Today, most American families use some combination of breast milk and formula between birth and age 1, government data show. Yet the two feeding options are often posed as bitter enemies. For many formula-feeding parents, the shortage has intensified feelings of guilt and shame over the choice not to nurse, or the struggle to make enough milk for their babies.
Such struggles are closely tied to postpartum depression. But they are also intimately bound up with poverty. While the majority of birthing parents say they want to nurse their babies, data show those living in or near poverty are half as likely to succeed at it.
“There’s this idea of individual moral obligation [around infant feeding], when in fact the entire story is about structural failures,” Tomori said. “If we actually cared about how to support people ... we would provide paid leave, we would provide skilled lactation support, and we would provide human milk banks.”
Such banks do exist, but their reach is limited.
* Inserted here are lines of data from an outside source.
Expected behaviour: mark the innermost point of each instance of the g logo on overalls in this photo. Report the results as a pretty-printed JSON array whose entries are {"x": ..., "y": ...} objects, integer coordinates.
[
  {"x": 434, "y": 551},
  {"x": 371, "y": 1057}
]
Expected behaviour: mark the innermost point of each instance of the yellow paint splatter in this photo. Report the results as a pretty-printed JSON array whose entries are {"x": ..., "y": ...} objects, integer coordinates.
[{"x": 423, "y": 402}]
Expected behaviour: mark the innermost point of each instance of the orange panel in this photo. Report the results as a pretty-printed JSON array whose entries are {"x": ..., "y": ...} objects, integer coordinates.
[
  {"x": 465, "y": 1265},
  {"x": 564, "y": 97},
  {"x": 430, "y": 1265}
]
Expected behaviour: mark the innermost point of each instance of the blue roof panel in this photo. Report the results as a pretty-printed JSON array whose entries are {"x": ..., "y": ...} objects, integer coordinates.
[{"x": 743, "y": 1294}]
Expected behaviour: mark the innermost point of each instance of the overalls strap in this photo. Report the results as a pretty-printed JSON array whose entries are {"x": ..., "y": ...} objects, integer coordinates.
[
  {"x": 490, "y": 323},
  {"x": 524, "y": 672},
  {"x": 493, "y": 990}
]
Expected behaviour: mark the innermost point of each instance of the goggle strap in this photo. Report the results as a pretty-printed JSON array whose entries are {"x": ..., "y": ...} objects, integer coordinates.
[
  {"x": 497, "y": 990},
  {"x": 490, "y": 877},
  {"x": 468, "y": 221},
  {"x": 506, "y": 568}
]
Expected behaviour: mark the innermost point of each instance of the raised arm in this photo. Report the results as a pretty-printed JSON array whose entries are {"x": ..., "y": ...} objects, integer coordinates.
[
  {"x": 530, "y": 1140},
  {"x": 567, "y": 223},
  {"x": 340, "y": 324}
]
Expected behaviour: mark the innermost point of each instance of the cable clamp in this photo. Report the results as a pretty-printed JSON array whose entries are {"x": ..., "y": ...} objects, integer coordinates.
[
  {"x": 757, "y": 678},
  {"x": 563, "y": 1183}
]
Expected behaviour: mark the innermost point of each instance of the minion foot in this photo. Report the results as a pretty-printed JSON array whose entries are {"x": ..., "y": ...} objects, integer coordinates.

While some donor breast milk is made available by prescription to parents like cancer patient Vieira, most is sent to neonatal intensive care units, where it is given to premature and low birthweight infants, said Bautista, of the Mothers’ Milk Bank. For these babies, human milk is not only food, but life-saving medicine.
That’s because the smallest infants are at risk for a devastating digestive complication called necrotizing enterocolitis, or NEC. NEC kills about a third of all babies who get it, and leaves many others with lifelong complications, said Stellwagen, of University of California Health Milk Bank. Decades of studies show those who receive breast milk — whether a parent’s or a donor’s — are far less likely to fall ill than those who receive only formula in their first weeks of life.
“The need for donor milk is constant,” Bautista said. “Milk banks like us need to continuously recruit donors [in order to meet demand].”
The plant could reopen within two weeks once the consent decree is approved. Product would be on the shelves in six to eight weeks after.
As with formula, the demand for donor milk is up significantly this year compared with the same period in 2021. While Bautista and Stellwagen were delighted by the sudden interest in donation, they cautioned against informal milk-sharing.
“As a family you could be very tempted to take it, and it’s such a selfless gift — however, you’re not going to be able to vet the donor” in the way a milk bank can, Stellwagen said.
Milk bank donors must answer detailed questions about their diet and drug use, as well as about piercings, tattoos, sex partners and even recent incarceration, Bautista said. They must provide medical records and get written permission from their obstetrician and their baby’s pediatrician to donate. All milk bank products are pasteurized and tested for contamination, and donors must get special blood tests before their milk can be accepted.
For Granados and many others, that’s simply not feasible — especially with the demands of a job and a new baby.
“I tried reaching out to the banks, but they have a lot of requirements and I don’t have the time,” she said. “I’m so busy with work, and my kid.”
For Vieira, prescription donor milk is likewise out of reach. The cost can exceed $150 a liter — enough to feed a newborn for two days, or a 3-month-old for one.
Instead, she’s stocked her new deep freezer with the kindness of strangers.
“It was stressful hearing about the formula shortage and thinking, what if I can’t get this baby food?” the mother said. “Now there’s a sense of security, feeling like this kid is going to eat.”